In mitigation, her counsel Mr Edmund Haygarth said: "This is one of these cases where someone is relieved that they were caught and rather regret they hadn't been caught earlier.

"She was trusted by people she regarded as friends and quickly regretted what she did.

“Her relationship with her long-standing boyfriend had its ups and downs and they were due to be married last month. The wedding was called off but they are now back together.

“Money was spent on luxuries most working people would not be able to afford so easily. She was also taking out payday loans – sometimes when she had a win she frittered the money away.

"This was not just sheer greed – she felt unable to control the urge to gamble.
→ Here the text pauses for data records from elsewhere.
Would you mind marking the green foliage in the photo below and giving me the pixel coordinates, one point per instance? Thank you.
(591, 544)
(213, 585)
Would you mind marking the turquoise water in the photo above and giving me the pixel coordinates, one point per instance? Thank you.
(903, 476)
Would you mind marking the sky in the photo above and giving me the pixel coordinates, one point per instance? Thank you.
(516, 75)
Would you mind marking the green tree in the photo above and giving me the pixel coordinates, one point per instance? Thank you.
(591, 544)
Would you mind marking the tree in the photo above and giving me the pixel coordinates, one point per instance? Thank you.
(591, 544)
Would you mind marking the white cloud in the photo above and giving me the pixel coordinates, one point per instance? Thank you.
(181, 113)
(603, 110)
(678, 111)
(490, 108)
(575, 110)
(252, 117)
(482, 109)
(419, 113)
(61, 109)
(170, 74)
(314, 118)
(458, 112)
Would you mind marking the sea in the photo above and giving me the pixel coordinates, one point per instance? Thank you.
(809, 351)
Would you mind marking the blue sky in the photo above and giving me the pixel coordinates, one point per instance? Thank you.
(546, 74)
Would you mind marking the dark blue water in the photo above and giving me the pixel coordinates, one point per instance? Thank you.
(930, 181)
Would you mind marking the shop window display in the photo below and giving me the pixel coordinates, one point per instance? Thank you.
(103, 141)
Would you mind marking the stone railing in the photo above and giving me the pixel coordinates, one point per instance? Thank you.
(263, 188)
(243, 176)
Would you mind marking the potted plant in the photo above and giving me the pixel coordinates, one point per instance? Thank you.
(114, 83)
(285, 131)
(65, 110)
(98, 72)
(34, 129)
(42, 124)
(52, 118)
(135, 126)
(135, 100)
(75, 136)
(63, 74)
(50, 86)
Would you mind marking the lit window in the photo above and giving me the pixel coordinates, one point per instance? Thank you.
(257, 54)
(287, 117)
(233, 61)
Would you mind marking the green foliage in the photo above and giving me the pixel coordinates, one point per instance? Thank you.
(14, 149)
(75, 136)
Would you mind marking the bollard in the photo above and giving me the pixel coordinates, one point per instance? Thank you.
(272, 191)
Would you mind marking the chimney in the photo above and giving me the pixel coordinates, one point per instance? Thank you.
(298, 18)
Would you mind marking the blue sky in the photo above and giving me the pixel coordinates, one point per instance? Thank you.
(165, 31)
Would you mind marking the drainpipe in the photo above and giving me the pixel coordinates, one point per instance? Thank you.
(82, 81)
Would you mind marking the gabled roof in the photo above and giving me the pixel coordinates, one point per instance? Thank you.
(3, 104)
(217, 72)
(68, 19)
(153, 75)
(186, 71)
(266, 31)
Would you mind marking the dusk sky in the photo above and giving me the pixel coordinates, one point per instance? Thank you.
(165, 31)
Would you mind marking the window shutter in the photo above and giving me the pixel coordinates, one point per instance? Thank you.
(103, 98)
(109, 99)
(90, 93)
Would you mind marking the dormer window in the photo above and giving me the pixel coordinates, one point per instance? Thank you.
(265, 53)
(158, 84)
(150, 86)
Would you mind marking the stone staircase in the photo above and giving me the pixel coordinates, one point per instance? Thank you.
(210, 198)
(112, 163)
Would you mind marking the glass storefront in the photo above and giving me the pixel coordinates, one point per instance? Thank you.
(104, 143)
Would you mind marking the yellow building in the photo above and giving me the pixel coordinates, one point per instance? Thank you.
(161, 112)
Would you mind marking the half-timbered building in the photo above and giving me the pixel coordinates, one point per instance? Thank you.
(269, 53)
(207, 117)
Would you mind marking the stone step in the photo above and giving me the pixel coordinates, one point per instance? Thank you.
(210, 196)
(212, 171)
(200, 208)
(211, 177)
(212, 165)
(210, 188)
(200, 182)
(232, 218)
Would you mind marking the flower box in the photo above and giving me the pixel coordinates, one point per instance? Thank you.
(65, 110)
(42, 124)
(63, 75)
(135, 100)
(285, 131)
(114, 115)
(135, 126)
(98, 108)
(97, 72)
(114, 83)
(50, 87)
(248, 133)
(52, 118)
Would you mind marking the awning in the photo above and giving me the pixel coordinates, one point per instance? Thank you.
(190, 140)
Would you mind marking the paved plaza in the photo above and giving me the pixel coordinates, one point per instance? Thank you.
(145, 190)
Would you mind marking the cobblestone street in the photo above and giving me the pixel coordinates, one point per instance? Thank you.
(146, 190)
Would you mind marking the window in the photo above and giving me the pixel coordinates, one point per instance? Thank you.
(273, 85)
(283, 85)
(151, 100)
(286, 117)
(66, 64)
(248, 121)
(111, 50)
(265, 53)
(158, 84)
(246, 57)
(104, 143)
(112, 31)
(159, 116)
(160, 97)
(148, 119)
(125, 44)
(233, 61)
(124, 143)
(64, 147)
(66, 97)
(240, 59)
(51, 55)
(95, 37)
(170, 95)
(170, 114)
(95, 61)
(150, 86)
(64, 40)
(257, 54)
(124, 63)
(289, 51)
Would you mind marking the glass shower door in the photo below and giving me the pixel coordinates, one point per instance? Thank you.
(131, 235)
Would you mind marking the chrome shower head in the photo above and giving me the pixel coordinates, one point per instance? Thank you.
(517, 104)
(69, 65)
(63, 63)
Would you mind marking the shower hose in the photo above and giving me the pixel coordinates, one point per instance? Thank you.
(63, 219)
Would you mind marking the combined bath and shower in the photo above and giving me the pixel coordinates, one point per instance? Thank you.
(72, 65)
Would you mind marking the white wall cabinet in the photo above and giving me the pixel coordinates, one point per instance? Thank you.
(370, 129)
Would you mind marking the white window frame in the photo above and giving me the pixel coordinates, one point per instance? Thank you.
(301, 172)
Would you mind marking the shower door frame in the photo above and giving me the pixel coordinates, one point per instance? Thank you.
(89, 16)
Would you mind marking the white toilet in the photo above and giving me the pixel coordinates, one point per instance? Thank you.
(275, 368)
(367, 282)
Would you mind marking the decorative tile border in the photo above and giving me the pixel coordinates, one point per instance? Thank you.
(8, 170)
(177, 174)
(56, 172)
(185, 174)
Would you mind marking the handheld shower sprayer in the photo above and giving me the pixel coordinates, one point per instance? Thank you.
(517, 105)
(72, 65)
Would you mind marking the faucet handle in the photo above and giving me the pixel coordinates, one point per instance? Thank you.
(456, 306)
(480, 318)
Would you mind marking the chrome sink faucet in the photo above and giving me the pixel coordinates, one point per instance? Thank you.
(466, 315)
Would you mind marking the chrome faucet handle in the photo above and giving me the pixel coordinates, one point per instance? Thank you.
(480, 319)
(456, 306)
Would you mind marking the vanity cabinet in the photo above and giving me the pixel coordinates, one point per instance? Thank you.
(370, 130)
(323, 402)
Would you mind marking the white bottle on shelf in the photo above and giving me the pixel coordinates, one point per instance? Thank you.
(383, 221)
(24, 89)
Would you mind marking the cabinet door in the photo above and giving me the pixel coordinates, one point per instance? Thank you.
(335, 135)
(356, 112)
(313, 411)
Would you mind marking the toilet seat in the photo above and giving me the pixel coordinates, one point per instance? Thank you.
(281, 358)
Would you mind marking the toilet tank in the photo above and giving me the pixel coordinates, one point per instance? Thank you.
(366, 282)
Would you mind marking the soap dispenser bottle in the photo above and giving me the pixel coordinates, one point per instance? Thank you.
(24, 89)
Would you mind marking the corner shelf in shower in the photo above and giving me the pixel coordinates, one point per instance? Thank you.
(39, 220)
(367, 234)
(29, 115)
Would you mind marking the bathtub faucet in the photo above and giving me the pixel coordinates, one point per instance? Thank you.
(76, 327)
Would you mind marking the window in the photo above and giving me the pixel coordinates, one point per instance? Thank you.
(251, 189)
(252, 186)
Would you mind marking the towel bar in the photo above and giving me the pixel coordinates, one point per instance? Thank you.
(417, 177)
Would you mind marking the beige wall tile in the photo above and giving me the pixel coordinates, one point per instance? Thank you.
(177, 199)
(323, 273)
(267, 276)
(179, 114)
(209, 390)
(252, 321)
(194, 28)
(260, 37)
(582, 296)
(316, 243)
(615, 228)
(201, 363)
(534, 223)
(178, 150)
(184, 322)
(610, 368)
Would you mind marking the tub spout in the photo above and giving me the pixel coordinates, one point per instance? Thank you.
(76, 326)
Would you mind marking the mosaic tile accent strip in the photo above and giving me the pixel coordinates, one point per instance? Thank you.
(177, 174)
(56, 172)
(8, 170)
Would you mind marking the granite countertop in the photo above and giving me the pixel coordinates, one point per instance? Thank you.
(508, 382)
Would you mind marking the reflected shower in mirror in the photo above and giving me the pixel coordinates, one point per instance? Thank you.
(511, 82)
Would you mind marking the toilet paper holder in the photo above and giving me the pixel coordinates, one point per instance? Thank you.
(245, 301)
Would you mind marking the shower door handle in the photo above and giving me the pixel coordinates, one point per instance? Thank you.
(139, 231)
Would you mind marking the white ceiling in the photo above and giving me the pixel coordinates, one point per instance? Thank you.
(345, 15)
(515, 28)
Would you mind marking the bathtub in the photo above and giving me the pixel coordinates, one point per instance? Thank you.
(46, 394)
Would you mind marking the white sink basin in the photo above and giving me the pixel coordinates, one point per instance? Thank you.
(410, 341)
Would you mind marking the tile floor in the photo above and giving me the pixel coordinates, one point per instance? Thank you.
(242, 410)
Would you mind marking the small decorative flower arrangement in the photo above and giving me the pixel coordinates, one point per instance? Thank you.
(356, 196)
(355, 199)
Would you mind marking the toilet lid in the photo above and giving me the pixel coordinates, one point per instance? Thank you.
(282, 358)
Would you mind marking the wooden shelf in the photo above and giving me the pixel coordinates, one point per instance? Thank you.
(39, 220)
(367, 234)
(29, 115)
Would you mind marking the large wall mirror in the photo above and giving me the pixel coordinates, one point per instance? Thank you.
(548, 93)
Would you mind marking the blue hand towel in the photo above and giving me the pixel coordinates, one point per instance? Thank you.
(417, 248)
She said she feels worthless, she has let her family and boyfriend down and employers.

“She was friendly with some of the people who suffered because of her actions. She feels she has betrayed the good upbringing she was given."

After the case, Det Con Andy Devonshire of Greater Manchester Police said: “While many people have been tightening their belts just to make ends meet, Darwen fleeced her company to fund the kind of lifestyle she thought she was entitled to.

“She didn't put in extra shifts or study for qualifications to pay for it – she just siphoned it off the very people who were paying her wages.

“She managed to buy a new house, enjoy holidays and even paid for cosmetic surgery. She has blamed her amassing of a small fortune on a gambling addiction.

“While it is true she spent a considerable amount on gambling websites, her addiction was by no means restricted to games of chance. She was also clearly addicted to what you might call retail therapy.”